While Sisterson and colleagues report the first series of closed-loop CM stimulation for IGE using RNS, several studies have examined open-loop cycling CM stimulation using deep brain stimulation (DBS) in generalized epilepsies. A prospective, randomized study of CM DBS in 20 patients with Lennox-Gastaut syndrome was recently reported, with 50% of the stimulation group achieving ≥50% seizure reduction, compared with 22% of controls. 6 In a recent retrospective case series of bilateral CM DBS in 12 patients with symptomatic generalized epilepsy (including Lennox-Gastaut syndrome) or IGE, 10 individuals achieved at least 50% decrease in seizure frequency at last follow-up. 7 Moving forward, it will be worthwhile to compare results with closed-loop responsive vs open-loop cycling CM stimulation in generalized epilepsies, although there is likely significant overlap in the mechanistic effects of these 2 stimulation paradigms. In a study of RNS for focal epilepsy by the authors highlighted here, it was suggested that long-term, indirect neuromodulatory effects may play a larger role than direct ictal abortive effects in contributing to seizure reduction. 8 Importantly, the clinical value that is provided by intracranial recordings with RNS must also be considered when choosing a brain stimulation strategy.
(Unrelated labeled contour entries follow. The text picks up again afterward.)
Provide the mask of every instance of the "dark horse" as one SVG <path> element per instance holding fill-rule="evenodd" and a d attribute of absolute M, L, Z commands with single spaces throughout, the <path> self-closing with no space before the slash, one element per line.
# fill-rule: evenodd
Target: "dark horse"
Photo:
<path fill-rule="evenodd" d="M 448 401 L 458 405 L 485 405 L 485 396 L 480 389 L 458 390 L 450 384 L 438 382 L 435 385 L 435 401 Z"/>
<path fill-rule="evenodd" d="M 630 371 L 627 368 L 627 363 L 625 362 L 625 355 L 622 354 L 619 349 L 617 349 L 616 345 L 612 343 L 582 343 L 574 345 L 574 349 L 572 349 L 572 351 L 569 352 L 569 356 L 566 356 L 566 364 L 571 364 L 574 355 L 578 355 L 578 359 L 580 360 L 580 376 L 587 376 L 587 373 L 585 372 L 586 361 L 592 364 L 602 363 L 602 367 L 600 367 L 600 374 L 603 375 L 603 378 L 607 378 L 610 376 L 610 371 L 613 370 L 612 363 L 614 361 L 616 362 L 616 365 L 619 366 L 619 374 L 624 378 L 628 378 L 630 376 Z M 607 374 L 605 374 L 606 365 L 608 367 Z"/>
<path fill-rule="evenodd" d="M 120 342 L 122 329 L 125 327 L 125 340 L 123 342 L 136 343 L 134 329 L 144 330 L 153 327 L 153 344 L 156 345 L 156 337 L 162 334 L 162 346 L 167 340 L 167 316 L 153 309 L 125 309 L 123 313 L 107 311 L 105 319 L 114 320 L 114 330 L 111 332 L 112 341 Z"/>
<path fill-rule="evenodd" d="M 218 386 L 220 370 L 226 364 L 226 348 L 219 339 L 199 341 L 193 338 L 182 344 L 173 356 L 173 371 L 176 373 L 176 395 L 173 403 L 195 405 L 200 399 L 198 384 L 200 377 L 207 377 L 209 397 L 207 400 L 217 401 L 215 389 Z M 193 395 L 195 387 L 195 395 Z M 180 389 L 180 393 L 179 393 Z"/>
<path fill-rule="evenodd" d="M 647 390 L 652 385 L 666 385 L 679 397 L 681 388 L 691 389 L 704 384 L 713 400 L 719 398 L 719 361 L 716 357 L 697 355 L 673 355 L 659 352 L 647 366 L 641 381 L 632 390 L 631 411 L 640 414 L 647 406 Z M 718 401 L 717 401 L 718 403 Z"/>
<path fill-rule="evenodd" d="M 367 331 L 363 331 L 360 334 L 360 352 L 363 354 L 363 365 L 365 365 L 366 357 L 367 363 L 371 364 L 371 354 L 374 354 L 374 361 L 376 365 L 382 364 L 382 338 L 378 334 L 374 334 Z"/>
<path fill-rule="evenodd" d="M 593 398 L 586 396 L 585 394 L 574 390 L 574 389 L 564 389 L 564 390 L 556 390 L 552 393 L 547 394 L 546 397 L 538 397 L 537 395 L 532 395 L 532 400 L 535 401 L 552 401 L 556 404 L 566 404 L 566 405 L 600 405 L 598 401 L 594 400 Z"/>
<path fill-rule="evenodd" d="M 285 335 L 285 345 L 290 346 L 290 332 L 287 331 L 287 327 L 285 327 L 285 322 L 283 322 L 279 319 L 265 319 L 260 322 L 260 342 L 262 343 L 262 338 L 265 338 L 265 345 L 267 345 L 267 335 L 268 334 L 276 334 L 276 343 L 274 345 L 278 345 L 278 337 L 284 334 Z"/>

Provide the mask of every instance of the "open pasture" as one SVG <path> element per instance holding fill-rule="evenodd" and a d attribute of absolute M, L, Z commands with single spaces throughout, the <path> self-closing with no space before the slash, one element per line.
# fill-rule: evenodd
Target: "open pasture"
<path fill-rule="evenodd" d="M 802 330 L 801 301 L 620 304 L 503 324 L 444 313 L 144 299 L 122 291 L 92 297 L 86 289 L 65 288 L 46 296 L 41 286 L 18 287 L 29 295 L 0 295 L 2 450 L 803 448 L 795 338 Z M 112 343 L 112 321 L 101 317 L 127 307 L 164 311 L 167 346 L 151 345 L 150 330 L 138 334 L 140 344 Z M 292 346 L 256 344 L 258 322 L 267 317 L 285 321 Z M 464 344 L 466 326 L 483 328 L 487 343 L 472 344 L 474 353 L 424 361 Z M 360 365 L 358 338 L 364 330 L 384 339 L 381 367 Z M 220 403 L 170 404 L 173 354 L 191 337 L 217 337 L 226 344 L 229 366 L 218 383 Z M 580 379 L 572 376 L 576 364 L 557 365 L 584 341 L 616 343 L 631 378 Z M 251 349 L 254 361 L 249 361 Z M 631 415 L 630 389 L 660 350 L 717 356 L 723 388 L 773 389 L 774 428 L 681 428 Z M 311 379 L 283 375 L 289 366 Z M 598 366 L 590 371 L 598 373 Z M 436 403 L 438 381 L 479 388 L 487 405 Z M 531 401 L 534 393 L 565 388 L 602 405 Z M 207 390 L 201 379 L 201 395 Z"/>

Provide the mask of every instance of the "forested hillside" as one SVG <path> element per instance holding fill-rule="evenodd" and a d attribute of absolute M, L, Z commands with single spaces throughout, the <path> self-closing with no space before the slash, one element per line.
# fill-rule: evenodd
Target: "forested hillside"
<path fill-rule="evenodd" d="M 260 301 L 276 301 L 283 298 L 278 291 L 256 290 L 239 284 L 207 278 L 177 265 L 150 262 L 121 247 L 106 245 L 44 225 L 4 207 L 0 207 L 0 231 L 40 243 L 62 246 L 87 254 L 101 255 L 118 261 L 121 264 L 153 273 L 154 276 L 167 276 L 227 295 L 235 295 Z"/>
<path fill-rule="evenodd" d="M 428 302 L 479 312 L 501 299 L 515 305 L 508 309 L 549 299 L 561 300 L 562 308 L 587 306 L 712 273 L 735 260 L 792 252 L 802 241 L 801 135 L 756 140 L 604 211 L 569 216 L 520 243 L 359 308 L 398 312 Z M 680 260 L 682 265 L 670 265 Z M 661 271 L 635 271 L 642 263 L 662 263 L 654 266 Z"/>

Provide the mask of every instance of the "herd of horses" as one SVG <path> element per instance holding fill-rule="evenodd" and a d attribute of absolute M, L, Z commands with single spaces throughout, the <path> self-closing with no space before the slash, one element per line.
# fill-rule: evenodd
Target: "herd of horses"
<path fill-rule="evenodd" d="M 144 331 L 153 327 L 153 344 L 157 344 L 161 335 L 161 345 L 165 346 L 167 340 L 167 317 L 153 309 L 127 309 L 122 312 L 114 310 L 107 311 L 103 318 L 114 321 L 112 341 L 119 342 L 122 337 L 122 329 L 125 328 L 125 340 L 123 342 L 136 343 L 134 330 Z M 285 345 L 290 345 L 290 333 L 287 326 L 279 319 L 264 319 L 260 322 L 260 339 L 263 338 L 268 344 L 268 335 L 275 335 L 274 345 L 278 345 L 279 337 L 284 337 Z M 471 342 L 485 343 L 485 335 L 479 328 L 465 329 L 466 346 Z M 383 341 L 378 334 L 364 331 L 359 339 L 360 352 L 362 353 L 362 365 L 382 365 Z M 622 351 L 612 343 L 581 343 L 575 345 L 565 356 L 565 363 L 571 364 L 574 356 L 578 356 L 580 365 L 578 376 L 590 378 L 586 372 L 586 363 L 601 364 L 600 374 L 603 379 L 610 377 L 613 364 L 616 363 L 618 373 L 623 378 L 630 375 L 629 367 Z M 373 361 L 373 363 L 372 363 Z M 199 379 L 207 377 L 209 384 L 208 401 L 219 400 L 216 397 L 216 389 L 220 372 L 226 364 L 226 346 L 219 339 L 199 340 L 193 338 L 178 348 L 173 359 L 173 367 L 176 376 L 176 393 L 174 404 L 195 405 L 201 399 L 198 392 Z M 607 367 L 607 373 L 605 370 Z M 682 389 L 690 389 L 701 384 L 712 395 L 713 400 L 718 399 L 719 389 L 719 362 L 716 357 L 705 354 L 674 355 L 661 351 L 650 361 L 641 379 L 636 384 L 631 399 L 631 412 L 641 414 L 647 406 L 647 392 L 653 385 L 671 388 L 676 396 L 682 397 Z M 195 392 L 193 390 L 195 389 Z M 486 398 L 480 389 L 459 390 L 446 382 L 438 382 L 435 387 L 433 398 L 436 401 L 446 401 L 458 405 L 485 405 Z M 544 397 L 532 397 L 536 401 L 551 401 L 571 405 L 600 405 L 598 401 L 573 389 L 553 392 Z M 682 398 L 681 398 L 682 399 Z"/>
In addition to examining the efficacy of CM stimulation, future brain network studies should explore potential predictors of response and patient-specific targeting. For example, electrographic connectivity biomarkers have recently been shown to predict outcome in RNS for focal epilepsy, 9 and CM connectivity patterns have been demonstrated to be altered in IGE. 10 Identifying patient-specific thalamic connectivity fingerprints may help optimize individualized targeting strategies and outcome prediction. The field of brain stimulation for uncontrolled primary generalized epilepsies is in its infancy, but the potential implications are significant given the lack of surgical options for patients suffering with disabling and often uncontrolled generalized seizures.